Procurando justificar a presença de Ionesco como conferencista do Seminário de Tropicologia, instituição como se sabe voltada para o estudo e a análise das questões tropicais, Fernando de Mello Freyre, que presidiu aquela reunião, tenta aproximar o teatro do absurdo com o possível absurdo dos espaços tropicais, afirmando: "Interessa aos propósitos deste Seminário de Tropicologia estudar todas as manifestações criadoras do homem, notadamente do homem situado nos trópicos, em trópicos que tendo muito de mágico, não deixam de ter alguma coisa de absurdo, que Ionesco inteligentemente retrata nas suas mundialmente conhecidas peças de teatro".
Gilberto Freyre, coordenador do Seminário de Tropicologia, por sua vez, na abertura daquela memorável reunião, ao considerar aspectos da formação intelectual, das raízes romenas, da repercussão e da importância da obra artística de conteúdo filosófico daquele escritor, fez, dentre outras, as seguintes observações: "Lembre-se de Eugène Ionesco que, de formação francesa, e intelectualmente francês, é membro da Academia Francesa. Mas um membro todo especial na sua maneira de ser membro de uma Academia. Nasceu na Romênia, em 1912, dentro, portanto, de uma cultura e de uma língua com as quais o Brasil tem parentesco".
Em toda a história do Seminário de Tropicologia, criado há 37 anos, poucos foram os conferencistas tão esperados e aplaudidos como Ionesco. Não sendo político, nem empresário, superlotou um grande auditório reservado especialmente para ele. Atraiu enorme público, não somente do Recife mas também de várias cidades do Nordeste.
Todos ouviram, atentamente, sua longa exposição. Nela, quase sempre em tom interrogativo, discorreu sobre sua filosofia, sua lógica, sua estética, sua arte. Tendo, logo no início, recordado uma pergunta feita por um jornalista, quando ele descia de um navio com as malas na mão: "Qual a sua concepção sobre a vida e sobre a morte?" Disse então Ionesco: "Eu enxuguei o suor da minha fronte e roguei que ele me concedesse vinte anos para refletir sobre a questão. Os vinte anos se passaram e eu não pude lhe dar a resposta".

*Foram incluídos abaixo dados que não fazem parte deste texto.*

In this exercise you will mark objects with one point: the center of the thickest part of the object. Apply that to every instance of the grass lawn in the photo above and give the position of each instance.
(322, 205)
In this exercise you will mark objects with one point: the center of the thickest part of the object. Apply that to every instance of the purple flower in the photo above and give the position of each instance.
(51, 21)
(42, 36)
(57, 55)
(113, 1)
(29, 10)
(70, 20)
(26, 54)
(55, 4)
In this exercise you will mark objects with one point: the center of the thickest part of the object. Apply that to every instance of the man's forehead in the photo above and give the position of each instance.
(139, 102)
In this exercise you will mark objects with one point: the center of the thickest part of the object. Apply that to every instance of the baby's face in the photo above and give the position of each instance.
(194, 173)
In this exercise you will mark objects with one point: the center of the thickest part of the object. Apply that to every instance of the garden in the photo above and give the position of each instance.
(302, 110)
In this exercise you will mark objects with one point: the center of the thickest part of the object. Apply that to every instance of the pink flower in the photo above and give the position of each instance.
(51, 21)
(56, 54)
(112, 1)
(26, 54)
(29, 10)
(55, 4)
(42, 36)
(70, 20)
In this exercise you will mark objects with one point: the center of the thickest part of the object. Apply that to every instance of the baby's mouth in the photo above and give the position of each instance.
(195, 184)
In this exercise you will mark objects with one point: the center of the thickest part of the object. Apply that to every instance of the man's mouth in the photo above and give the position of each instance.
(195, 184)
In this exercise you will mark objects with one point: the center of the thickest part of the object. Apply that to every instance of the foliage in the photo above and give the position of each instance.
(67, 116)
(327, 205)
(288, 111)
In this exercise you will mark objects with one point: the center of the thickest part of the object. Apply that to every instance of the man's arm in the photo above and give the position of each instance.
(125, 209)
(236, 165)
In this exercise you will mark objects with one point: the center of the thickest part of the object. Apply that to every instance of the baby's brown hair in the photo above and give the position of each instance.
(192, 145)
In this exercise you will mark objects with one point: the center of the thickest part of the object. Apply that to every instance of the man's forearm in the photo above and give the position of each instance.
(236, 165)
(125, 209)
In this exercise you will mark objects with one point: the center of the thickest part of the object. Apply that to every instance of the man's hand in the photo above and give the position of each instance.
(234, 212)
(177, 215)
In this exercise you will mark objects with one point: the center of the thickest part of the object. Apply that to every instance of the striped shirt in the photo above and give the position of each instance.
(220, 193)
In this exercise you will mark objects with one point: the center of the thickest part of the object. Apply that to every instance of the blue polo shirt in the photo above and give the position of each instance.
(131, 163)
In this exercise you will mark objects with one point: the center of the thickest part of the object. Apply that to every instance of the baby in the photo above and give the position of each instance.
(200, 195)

Após a sua exposição, durante os debates, respondendo a uma indagação sobre o que Ionesco pensa de Ionesco, o teatrólogo do absurdo valeu-se de uma frase da artista Simone Signoret: "Quanto mais vivo, menos compreendo". E continuou, com suas próprias palavras, afirmando categoricamente: "Eu não sei o que Ionesco veio fazer neste mundo e é inútil perguntar a quem quer que seja"."